One of them is for just this purpose. When a user goes into their admin account and navigates to their rooms page where they are then able to edit existing rooms or add new rooms they show all the existing rooms as cards. If a room has not been fully completed the card photo is in greyscale to highlight attention to it.

This is accomplished by just putting a conditional onto the group that contains the content for displaying the rooms in a repeating group. If rooms status equals draft then show image in greyscale; or you could do any other type of “alert” to the fact that the room has not been completed.

This way the onerous of deleting partially completed rooms is on the hotel. And if after a period of time they have not completed the room ( ie: changed status to saved ) then the app would delete it for them.

This has huge benefits for adding this that have lots of different information or images as a user should ( if the UX is good ) be able to select either “save and continue” or “save and exit” at any stage during their process of adding a room. Especially when you may need to go into folders to locate images or descriptions for those rooms and don’t feel like going through the complete process in one go.

You could also just auto bind as it is faster and if they select cancel then just do a workflow to delete the entry.

By the way, I learned a lot from @NigelG on this topic and others and definitely credit him for allowing me to continue my journey on Bubble as he was the only community member “able to or willing to” answer my questions of how to perform sort and filter on search results. Thank you again Nigel, and glad to see you are more active on the forum as of late.


That’s a good point. You and @NigelG have prompted me to reconsider the approach I had planned to implement.

A recent hurdle I encountered was dealing with orphaned images/files that are uploaded as part of the form - be they user profile images or attachments, or whatever - as they consume valuable storage space. Things are pretty straightforward when the app logic is responding to explicit user actions - i.e. user clicks cancel, then delete files - but the possibility of abandoned pages or connection loss complicates things a bit.

I came up with this approach to deal with orphaned files based on some input from @JohnMark. I think it should work with or without auto-binding. Any input in that regard would also be appreciated.



I am not quite sure about how an orphaned file or image would not be assigned to a user or attached to anything if you have the set up done correctly. Just because a users computer crashes and has not hit “save” prior, doesn’t mean the file or image they just uploaded should be floating in your database not connected to a user or assigned to “anything” ( I believe you mean it is not saved as a data field in a data type, some specific data type being “anything” )

If you are using a auto bind it has to be assigned to a thing to auto bind to that thing.
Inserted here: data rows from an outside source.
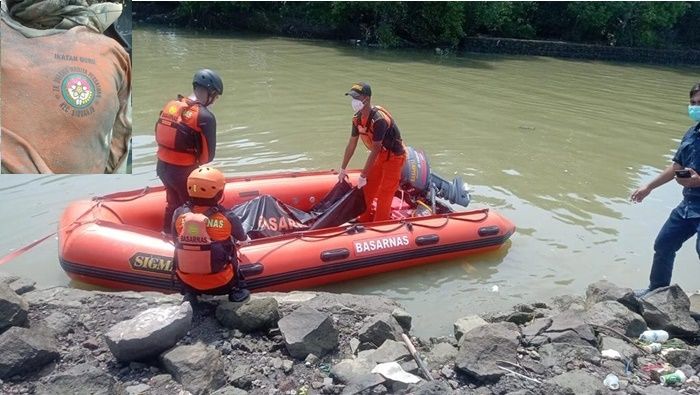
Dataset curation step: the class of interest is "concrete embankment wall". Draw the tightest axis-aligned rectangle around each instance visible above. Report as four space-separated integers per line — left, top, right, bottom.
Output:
461 37 700 65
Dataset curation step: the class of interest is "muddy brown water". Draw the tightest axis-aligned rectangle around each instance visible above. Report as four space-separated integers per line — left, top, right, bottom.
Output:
1 27 698 337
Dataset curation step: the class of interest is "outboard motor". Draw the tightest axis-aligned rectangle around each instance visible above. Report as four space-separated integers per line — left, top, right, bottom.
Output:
400 146 471 207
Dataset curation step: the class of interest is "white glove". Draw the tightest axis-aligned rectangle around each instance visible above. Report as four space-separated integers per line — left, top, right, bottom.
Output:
358 175 367 188
338 168 348 182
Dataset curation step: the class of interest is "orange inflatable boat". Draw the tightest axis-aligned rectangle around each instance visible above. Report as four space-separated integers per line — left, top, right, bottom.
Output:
58 169 515 293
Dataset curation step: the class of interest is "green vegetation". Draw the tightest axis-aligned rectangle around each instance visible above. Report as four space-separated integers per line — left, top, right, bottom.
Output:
172 1 700 50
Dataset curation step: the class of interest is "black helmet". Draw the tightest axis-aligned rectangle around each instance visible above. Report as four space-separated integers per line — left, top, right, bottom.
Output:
193 69 223 95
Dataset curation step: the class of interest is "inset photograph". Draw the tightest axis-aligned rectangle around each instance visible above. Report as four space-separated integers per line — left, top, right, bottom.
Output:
0 0 132 174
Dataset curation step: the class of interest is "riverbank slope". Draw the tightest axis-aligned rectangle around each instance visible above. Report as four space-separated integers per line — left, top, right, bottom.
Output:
1 271 699 394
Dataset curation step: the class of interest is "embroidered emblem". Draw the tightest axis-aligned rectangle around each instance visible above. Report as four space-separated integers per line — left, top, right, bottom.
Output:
182 110 193 120
61 73 96 109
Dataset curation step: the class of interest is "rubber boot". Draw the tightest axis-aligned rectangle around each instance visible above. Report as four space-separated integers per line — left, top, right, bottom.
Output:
183 292 198 305
228 288 250 303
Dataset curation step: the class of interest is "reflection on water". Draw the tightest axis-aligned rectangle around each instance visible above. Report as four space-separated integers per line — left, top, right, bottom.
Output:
1 27 699 337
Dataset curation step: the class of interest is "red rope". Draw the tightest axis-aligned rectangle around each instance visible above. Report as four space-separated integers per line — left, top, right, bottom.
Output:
0 233 56 266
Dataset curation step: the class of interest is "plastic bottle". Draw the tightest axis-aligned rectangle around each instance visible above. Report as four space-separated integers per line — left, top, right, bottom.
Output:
639 330 669 343
660 370 687 386
603 373 620 390
643 342 662 353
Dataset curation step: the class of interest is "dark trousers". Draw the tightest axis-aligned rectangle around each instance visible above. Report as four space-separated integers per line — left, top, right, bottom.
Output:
649 206 700 289
157 161 197 233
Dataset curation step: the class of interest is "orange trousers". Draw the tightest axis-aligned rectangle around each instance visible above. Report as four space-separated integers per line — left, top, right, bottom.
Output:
359 151 406 223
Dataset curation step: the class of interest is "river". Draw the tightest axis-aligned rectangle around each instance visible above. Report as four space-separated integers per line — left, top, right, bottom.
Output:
1 27 698 337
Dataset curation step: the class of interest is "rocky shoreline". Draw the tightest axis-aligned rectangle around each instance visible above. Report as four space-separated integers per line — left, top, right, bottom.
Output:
1 271 699 395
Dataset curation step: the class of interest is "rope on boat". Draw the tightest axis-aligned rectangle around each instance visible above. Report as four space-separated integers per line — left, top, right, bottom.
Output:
0 187 152 266
289 208 491 242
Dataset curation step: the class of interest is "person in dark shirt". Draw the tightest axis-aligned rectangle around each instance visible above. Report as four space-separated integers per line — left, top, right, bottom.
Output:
631 82 700 296
155 69 222 233
338 82 407 223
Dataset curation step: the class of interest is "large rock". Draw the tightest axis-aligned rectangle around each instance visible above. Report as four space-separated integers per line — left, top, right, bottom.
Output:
8 278 36 295
454 322 519 383
0 272 35 294
538 342 601 368
339 373 385 395
0 326 59 379
426 342 458 369
268 291 400 318
690 292 700 317
278 305 338 359
358 313 404 348
104 303 192 362
0 282 29 333
391 308 412 332
546 371 606 395
40 311 75 337
585 300 646 337
161 342 226 395
0 272 20 285
586 280 639 312
544 310 596 346
521 317 552 346
599 336 643 362
331 358 378 384
640 285 700 336
216 297 280 333
225 364 252 389
453 315 488 343
361 339 410 364
34 364 118 395
551 294 586 312
22 287 93 308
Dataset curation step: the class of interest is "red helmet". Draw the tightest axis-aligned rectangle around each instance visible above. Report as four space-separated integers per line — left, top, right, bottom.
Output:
187 166 225 199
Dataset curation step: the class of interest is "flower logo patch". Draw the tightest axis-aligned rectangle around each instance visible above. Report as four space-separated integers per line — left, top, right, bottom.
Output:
61 73 96 109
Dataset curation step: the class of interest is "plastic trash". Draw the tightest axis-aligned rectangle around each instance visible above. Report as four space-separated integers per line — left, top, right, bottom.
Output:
643 342 662 353
660 370 686 386
601 349 622 360
639 330 669 343
603 373 620 390
491 285 499 292
371 362 422 384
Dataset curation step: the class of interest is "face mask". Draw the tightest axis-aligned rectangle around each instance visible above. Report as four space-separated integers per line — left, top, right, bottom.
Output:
351 99 365 112
690 105 700 122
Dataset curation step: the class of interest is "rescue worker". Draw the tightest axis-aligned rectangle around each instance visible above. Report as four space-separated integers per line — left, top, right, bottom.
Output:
338 82 407 222
0 0 131 173
172 166 250 303
156 69 223 233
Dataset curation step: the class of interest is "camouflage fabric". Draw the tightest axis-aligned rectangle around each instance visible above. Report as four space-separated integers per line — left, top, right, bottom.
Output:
4 0 122 34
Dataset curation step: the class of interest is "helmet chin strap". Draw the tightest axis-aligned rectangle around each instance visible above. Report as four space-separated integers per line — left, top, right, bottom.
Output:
203 90 217 107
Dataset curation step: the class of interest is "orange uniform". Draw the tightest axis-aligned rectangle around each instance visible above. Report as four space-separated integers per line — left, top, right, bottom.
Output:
172 204 246 293
156 96 218 232
352 106 407 222
155 96 215 167
0 14 131 173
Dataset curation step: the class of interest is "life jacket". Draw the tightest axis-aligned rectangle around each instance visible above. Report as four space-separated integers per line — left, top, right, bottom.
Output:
155 96 206 166
353 106 404 155
174 205 234 276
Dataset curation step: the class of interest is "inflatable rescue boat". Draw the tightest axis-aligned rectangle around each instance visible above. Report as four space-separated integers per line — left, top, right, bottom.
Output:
59 154 515 293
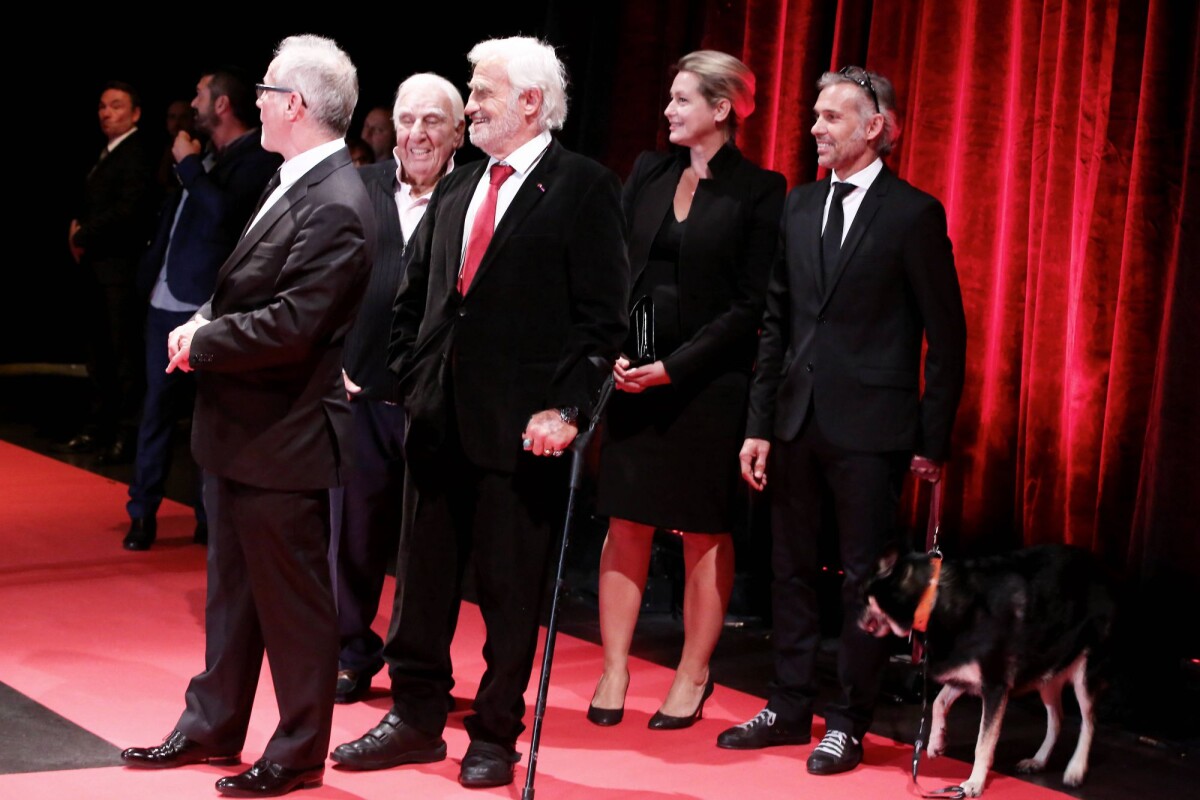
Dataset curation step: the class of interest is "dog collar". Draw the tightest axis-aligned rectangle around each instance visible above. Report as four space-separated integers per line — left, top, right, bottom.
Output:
912 556 941 633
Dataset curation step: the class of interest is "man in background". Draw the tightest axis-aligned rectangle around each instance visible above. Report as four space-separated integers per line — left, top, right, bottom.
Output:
123 68 281 551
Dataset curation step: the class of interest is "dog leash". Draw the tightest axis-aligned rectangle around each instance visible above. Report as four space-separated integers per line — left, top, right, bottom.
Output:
909 474 964 799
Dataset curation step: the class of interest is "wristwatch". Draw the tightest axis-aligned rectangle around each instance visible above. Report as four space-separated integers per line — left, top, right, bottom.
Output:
558 406 579 425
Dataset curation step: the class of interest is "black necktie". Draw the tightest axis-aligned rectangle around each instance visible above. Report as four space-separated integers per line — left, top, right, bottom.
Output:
242 169 282 238
821 181 856 288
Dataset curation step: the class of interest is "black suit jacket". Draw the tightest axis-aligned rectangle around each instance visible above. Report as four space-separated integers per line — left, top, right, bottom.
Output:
342 160 413 402
136 131 281 304
388 139 629 474
747 165 967 460
74 129 159 286
623 146 785 387
188 147 376 490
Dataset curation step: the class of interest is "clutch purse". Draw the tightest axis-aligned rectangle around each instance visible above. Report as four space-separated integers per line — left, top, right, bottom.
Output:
626 295 656 366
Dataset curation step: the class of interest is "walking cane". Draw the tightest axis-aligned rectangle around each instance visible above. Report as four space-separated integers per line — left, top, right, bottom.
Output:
522 376 615 800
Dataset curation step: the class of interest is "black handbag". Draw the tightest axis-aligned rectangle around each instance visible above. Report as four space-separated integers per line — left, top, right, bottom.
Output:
626 295 656 366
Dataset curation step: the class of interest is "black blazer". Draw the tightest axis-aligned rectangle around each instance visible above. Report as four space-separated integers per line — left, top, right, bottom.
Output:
388 140 629 474
342 160 414 401
136 130 281 304
747 166 967 460
623 146 785 387
189 148 376 490
73 129 159 286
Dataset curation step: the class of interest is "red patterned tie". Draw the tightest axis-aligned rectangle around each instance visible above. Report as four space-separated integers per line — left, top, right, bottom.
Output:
458 163 517 294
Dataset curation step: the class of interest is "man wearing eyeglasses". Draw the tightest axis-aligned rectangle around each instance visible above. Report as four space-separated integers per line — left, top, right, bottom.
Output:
121 35 375 799
717 67 966 776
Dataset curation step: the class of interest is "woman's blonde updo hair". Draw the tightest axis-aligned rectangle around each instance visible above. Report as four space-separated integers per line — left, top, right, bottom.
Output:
674 50 757 136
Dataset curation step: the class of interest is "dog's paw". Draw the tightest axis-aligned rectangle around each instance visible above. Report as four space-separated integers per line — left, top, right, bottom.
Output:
1016 757 1047 773
927 733 946 758
1062 761 1088 787
961 778 986 797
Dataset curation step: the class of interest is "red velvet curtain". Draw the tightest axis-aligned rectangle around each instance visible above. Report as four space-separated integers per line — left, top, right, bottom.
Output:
607 0 1200 583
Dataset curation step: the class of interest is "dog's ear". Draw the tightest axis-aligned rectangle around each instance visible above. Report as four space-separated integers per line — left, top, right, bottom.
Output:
876 542 901 578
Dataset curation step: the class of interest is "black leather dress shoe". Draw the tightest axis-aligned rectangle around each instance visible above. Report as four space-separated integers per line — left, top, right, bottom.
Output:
121 730 240 768
194 521 209 545
123 517 157 551
647 679 714 730
215 758 322 797
806 730 862 774
65 433 99 453
330 712 447 769
458 741 519 788
716 708 812 749
334 666 380 704
97 433 135 465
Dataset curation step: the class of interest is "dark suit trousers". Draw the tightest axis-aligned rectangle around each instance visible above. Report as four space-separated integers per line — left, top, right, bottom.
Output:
383 427 565 747
331 398 405 673
767 411 908 740
127 307 204 522
176 475 336 768
82 272 145 437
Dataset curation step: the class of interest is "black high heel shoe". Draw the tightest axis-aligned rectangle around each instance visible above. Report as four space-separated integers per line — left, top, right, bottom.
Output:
587 673 628 726
647 679 715 730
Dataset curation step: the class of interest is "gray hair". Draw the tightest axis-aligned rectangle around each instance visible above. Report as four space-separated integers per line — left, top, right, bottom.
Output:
817 68 901 156
674 50 757 136
467 36 568 131
271 34 359 137
393 73 465 126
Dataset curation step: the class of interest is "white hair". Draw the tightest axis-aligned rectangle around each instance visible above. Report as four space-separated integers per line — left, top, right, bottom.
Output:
467 36 568 131
393 72 465 125
271 34 359 136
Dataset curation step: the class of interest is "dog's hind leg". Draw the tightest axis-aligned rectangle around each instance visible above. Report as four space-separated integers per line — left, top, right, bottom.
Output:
928 683 964 758
962 686 1008 798
1016 679 1063 773
1063 653 1094 787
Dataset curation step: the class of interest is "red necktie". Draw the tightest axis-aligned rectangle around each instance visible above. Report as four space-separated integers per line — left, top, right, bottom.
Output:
458 163 516 294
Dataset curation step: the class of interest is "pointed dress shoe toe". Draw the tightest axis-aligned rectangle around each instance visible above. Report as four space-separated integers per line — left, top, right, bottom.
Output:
647 679 714 730
458 741 519 788
123 517 157 551
215 758 323 797
330 712 447 770
716 708 812 749
586 703 624 726
121 730 240 768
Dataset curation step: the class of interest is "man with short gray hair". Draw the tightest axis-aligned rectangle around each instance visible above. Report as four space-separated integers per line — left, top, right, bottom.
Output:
718 66 966 776
331 71 466 705
332 36 628 789
121 35 375 798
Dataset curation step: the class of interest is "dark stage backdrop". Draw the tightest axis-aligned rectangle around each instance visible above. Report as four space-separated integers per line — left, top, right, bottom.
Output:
11 4 1197 643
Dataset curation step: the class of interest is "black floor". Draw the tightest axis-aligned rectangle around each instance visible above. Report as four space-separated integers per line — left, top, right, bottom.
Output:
2 371 1197 796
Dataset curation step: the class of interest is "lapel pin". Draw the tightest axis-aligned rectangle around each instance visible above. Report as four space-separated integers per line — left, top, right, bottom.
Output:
537 183 545 193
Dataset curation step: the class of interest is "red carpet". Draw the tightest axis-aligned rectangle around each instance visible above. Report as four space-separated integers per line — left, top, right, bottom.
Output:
0 440 1073 798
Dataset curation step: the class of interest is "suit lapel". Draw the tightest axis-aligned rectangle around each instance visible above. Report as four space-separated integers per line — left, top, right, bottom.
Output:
822 167 891 307
804 178 830 299
439 161 485 292
462 141 557 297
628 157 682 289
216 148 348 286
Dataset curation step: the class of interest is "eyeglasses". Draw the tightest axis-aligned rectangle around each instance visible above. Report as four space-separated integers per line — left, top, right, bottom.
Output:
838 66 880 113
255 83 306 107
Also, my understanding is that anything uploaded or created by a user is automatically assigned to that user because all data types automatically have a “created by” and dates on the data type.


I’ve read on the forum before that bubble tracks a user by using cookies, so even if a user is not signed in as a registered user, you can still track that users activity…I use this for age verification across an app.

Now, if the real issue is how do you let a user change their profile image, then decide they don’t want to change that profile image and “discard” or “cancel” changes

You should look into using custom states for “storing” the data on the page during the open session. My first thought is to on page load, load a set of custom states the user would be able to edit with their existing data loaded in the data base ( ie: current profile image )…then when they have decided to edit the image ( assuming a button press, but not needed…could just enable them to click it to edit it. workflows and creative thinking should do the trick for that ) the edited ( ie: new profile photo ) will be stored on the page in another custom state.

Then when the user presses the “save” button the custom state new photo will be used in a workflow to change the “thing” and profile image equals custom states new profile image.

So if abandoned, the custom state is deleted ( automatic ) and the pre-existing profile image remains as was.

You could do this for each and every data entry they user could edit…I assume, and have not tested this.